Oversight of aircraft repair stations by U.S. aviation regulators is marred by inspectors who haven’t been trained and a system that can’t identify the areas of highest risk, according to a government audit.
Independent repair shops, used increasingly by airlines trying to cut costs, couldn’t account for tools, document the training of their mechanics and prove work had been done properly, the report by the Transportation Department’s inspector general found today.
The report is the latest by government auditors to raise questions about how the Federal Aviation Administration oversees repair shops in the U.S. and other nations. Inspector General Calvin Scovel and his predecessor raised similar issues in reports in 2003 and 2008.
“FAA’s oversight of foreign and domestic repair stations lacks the rigor needed to identify deficiencies and verify that they have been addressed,” the watchdog said in the report.
The FAA agreed with nine recommendations issued by the Office of the Inspector General and said it was making improvements.
“The FAA’s effective, risk-based oversight system for repair stations and the commercial airline industry’s investments in safety have produced an outstanding U.S. safety record,” the agency said in a statement.
The FAA is developing a new system to oversee repair facilities, it said. In the meantime, the agency is improving inspector training and guidance, according to the statement.
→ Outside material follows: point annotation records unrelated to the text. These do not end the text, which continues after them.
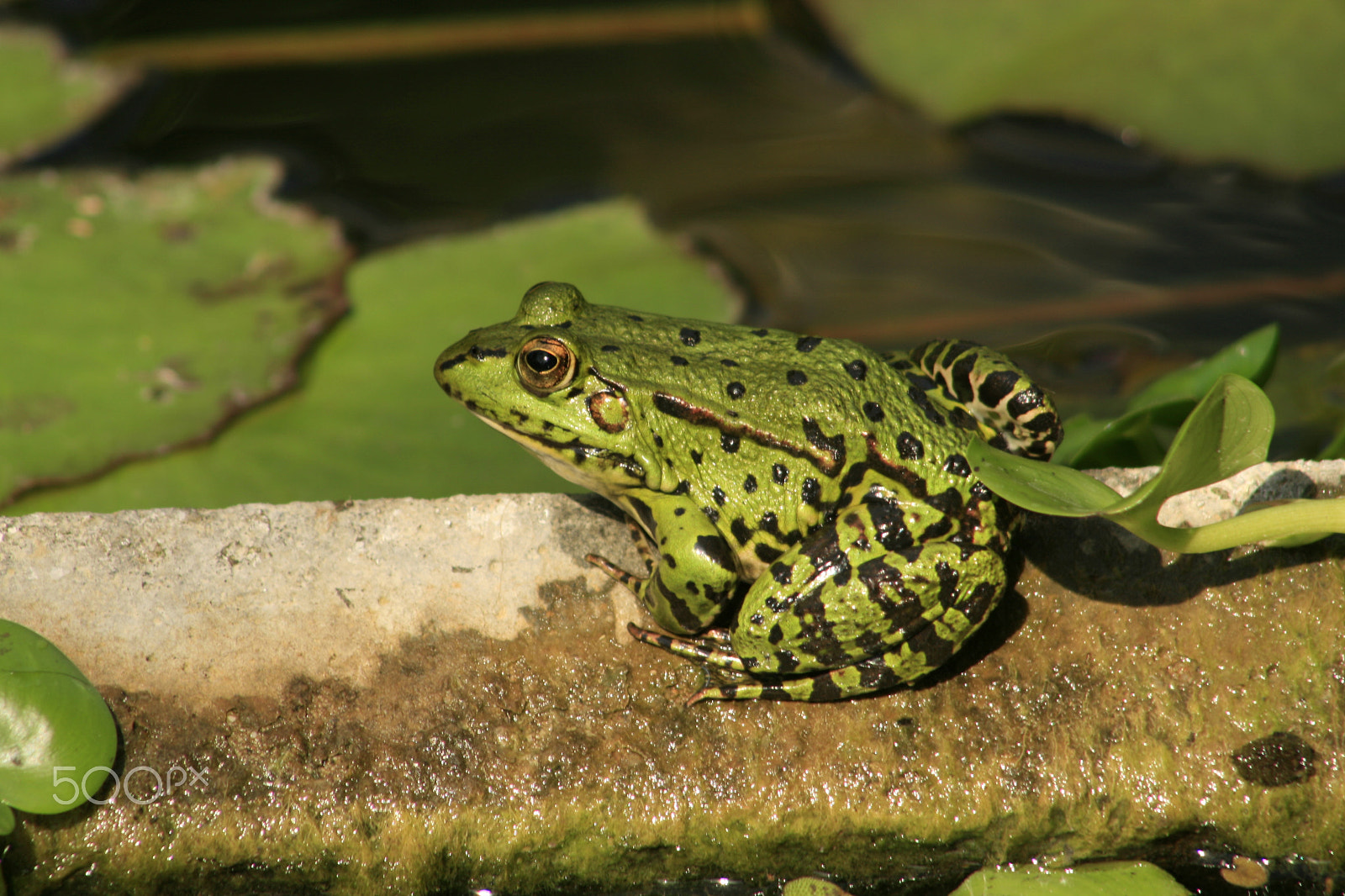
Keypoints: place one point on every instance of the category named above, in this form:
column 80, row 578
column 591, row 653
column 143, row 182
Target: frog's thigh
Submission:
column 696, row 569
column 847, row 600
The IG report, written by Jeffrey Guzzetti, assistant inspector general for aviation, said the FAA wasn’t going far enough and urged the agency to make additional changes.
The FAA oversees almost 4,800 aircraft-repair stations used by U.S. carriers. Those shops perform everything from engine overhauls to complete tear-downs of airplanes.
Airline spending on repairs outside their own maintenance facilities has grown almost threefold, to $4.2 billion in 2011 from $1.5 billion in 1996, according to the report.
While the FAA’s goal has been to focus its safety efforts on the areas of highest risk, the repair station oversight falls short, the report found.
Most of the criteria inspectors review at domestic repair shops aren’t based on risk, according to the report. None of the risk-based criteria are used by the agency in its checks on overseas facilities.
Of 36 inspectors interviewed by the IG, 33 said they didn’t know how to use the agency’s risk-assessment tools because of poor training.
“Over the longer term, FAA is also working to improve the capabilities and performance of the risk-based analytical tools available to inspectors,” H. Clayton Foushee, the director of the agency’s Office of Audit and Evaluation, said in a response included in the IG report.
The audit found evidence of “systemic deficiencies” at repair shops that weren’t being detected by the FAA.
Out of 119 randomly selected work orders, the IG found 92 errors. The errors included issues with mechanic training, tools and equipment, and how the maintenance was performed.
At one unidentified facility that repairs engines, mechanics didn’t receive a course in how the airline required work to be performed. Another shop that serviced safety equipment such as life rafts couldn’t locate some tools and hadn’t calibrated others.
“FAA does not have an effective system for accurate and timely risk assessment of foreign and domestic repair stations because of critical weaknesses in its repair station oversight process,” the IG said in the report.
The report comes at a time of record airline safety. There hasn’t been a passenger fatality on a U.S. carrier in more than four years.